I tend to think the primary cause behind most wars is sustained (often over the course of years or decades) political agitation that portrays the opposition as corrupt, dangerous, ignorant, subversive, and despicable. Recently I saw a documentary about the Civil War that highlighted the accusations and insults being slung during the 1860 election, and I thought, “Wow, maybe things aren’t so bad today” – until I remembered that those Americans had gone to war within the year.
It’s a fallacy that people who don’t know history are doomed to repeat it. Instead the exact opposite is true, because people who know history tend to resurrect it to support their own agendas. Today, John C. Calhoun’s nullification theory – which held that states had the right to override federal legislation that they deemed unconstitutional – is alive and well, and modern secessionist and nullification movements abound. You can find them on the Internet, or order books about them.
More American soldiers sacrificed their lives between April, 1861, when Confederates fired on Ft. Sumter, and April, 1865, when Lee surrendered to Grant at Appomattox Court House, than in WWI or WWII. More American combatants were killed in the Civil War than in the American Revolution, War of 1812, Mexican War, Spanish American War, Korean, Vietnamese, Persian Gulf, Iraq, and Afghanistan wars added together.
You would think that we would want to put the ideas, theories and arguments that inspired civil war behind us.
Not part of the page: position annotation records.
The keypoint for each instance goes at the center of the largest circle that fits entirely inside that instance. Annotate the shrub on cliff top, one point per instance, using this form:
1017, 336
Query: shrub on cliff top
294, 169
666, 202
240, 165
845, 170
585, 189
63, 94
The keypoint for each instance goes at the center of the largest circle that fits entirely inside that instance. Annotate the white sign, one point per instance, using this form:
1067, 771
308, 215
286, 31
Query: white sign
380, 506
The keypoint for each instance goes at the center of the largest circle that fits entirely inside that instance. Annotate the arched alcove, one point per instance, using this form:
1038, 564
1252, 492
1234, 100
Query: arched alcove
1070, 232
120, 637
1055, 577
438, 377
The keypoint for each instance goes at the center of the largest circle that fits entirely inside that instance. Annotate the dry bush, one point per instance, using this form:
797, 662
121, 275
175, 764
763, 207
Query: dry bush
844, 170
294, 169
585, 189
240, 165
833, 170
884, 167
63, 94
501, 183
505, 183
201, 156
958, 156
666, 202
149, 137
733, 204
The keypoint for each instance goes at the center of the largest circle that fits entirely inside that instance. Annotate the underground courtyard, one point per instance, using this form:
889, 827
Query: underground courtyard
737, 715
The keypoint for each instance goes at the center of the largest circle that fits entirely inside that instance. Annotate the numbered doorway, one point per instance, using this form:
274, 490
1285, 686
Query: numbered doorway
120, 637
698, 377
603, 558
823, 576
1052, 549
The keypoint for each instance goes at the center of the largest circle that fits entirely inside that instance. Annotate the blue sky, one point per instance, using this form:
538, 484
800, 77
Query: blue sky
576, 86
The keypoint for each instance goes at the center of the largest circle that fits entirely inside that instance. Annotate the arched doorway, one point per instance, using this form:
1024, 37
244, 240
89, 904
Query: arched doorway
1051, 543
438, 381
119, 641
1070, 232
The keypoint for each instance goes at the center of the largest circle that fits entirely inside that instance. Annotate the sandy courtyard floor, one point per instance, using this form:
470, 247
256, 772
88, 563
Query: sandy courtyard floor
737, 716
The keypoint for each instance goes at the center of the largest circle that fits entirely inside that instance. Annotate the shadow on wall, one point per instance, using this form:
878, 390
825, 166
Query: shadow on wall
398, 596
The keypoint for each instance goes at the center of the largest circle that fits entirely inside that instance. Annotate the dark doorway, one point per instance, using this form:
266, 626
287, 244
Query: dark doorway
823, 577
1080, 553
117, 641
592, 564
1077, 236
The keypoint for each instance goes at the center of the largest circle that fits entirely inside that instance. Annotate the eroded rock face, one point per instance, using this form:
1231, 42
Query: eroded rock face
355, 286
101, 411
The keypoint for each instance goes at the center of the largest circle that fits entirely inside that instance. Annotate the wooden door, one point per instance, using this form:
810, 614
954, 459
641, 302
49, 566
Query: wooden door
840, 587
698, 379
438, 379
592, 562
But we don’t. They are frequently revived for political purposes.
In terms of providing rousing material to inspire modern rage, however, the Civil War is a piker. The American Revolution is clearly the more marketable war. Revolutionary incitement is favored by the Tea Party, Ron Paul, Michele Bachmann, Sarah Palin, thousands of websites, and countless citizens of every political persuasion.
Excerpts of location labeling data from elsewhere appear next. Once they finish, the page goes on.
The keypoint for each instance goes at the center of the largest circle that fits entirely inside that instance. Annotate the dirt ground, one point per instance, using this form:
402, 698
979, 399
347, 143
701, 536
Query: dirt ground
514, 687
What does it mean when so many government officials and would-be officials contend that rebellion against our government might be justified? Should we be organizing militias? Stockpiling weapons? Making bombs?
Probably not, but you can be sure that some patriotic Americans are taking all that war talk seriously and doing just that.
One thing you’ve got to admire about America; we’ve got no shortage of incendiary history to mine, nor a dearth of passionate people ready to excavate it.
In the wake of the 2010 elections, the Republicans have resurrected Gilded Age tactics: suppressing collective bargaining, railing against unions, clamoring for lower wages and vilifying laborers. And the Democrats have started romanticizing strikes, marches, street riots, and unarmed resistance against well-armed authorities.
The growing rift between labor and government seems serious, but as I write this, the prime-time issue is about whether slaves had better marriages than modern African Americans. It looks like the 2012 campaigns are going to be real ratings winners – totally devoid of serious debate about boring budgets, bothersome banking practices, and pertinent positions.
Personally, I’d rather escape to the back woods until October of 2012, but it won’t help. In recent years I’ve realized that the notion that you can escape into the wilderness (or country village) is a fantasy and always has been. If rustic seclusion made things better, the poor, rural yeomen who made up more than three-quarters of the population of the United States in 1861 might have lived out their lives safely and serenely. Instead, their boys – Northern, Southern, black and white – ended up rotting in American fields.
Martha Quillen still enjoys walks in the woods – whether they improve her character or not.